From the city center, Franklin Avenue (50th Ave.) descends a long, dusty hill to Yellowknife’s Old Town. In the 1930s, the first log and frame buildings were erected at this site. Along the narrow streets, Quonset huts, original settlers’ homes, converted buses, old boats, and tin shanties look incongruous in a Canadian capital city.
Some of the most unusual housing is in Willow Flats, east of Franklin Avenue. Ragged Ass Road, named for a mine claim, has the most unusual houses, many posting signs telling the story of the building.

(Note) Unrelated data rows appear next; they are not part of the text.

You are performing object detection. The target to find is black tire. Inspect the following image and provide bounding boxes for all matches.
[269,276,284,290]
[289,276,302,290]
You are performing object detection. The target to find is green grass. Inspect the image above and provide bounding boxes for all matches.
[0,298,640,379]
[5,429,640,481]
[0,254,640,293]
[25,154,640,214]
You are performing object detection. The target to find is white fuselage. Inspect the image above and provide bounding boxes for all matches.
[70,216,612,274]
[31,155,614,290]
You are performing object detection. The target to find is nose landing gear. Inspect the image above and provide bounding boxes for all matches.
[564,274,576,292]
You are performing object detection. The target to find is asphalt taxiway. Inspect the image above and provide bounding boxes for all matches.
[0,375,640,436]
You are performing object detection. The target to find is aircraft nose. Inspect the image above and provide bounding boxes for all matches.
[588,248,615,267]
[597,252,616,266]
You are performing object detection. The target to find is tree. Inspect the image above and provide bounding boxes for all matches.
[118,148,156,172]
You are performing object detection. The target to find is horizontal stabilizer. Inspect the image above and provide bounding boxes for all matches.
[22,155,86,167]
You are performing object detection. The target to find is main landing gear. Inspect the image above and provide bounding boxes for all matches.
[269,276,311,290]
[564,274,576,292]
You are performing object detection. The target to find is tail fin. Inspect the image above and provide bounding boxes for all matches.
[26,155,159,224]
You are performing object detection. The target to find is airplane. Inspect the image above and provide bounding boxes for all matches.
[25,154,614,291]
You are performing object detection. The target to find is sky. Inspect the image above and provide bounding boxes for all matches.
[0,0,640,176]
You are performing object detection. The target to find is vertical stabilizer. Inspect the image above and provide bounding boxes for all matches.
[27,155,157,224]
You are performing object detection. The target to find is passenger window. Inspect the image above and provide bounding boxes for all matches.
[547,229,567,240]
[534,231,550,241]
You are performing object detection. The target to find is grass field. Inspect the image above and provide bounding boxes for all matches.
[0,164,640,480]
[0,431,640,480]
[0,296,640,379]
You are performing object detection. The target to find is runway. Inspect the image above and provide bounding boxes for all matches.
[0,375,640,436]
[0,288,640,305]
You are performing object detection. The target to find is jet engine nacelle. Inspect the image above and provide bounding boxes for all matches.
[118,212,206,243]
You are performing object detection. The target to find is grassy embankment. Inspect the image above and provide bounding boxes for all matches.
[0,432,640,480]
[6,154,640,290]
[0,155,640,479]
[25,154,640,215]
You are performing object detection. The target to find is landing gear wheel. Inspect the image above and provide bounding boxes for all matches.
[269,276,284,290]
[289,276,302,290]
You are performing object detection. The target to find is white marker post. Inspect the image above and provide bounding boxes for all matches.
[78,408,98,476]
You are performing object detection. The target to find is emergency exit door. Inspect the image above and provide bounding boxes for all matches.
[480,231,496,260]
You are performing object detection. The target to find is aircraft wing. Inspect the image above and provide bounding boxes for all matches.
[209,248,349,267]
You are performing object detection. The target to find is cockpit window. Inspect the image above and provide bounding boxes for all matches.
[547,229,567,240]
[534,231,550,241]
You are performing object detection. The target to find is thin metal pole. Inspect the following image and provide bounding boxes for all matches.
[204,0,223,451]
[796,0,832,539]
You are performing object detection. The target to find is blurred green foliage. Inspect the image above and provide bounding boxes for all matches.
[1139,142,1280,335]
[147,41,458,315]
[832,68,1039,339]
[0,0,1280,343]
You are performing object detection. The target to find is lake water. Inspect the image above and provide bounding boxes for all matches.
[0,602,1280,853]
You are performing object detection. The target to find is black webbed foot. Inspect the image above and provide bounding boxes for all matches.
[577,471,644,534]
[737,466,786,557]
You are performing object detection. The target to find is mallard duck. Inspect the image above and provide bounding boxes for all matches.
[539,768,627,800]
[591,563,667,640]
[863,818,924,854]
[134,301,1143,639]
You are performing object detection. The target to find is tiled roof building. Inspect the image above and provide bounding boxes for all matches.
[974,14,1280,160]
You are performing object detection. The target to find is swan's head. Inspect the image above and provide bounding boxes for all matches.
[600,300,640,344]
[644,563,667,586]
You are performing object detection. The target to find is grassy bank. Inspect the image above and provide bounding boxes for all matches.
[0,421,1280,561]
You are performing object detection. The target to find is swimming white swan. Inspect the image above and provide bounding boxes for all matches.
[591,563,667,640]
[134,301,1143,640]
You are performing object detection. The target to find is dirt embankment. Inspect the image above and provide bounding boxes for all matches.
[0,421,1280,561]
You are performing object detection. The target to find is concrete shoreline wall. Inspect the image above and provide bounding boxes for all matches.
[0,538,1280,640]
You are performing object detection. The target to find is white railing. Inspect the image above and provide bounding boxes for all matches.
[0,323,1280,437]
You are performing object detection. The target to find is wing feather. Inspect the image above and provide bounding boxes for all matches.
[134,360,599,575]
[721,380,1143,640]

Farther north along Franklin Avenue is an area known simply as The Rock, for the huge chunk of Canadian Shield that towers above the surrounding landscape. At the top of The Rock is the Pilot’s Monument, dedicated to the bush pilots who opened up the north.
At the corner of Pilots Lane and Wiley Road is Weaver & Devore, an old-time general store selling just about everything. Many of their larger orders have to be flown in to buyers scattered throughout the north.
East of The Rock, in Yellowknife Bay, is Jolliffe Island, once a fuel depot but now a residential area. The homes are reached by boat or canoe in summer and by road in winter.
At the north end of The Rock, a causeway, built in 1948, connects Latham Island to the mainland. At the south end of the island are floatplane bases, where the constant buzz of small planes taking off and landing symbolizes the north.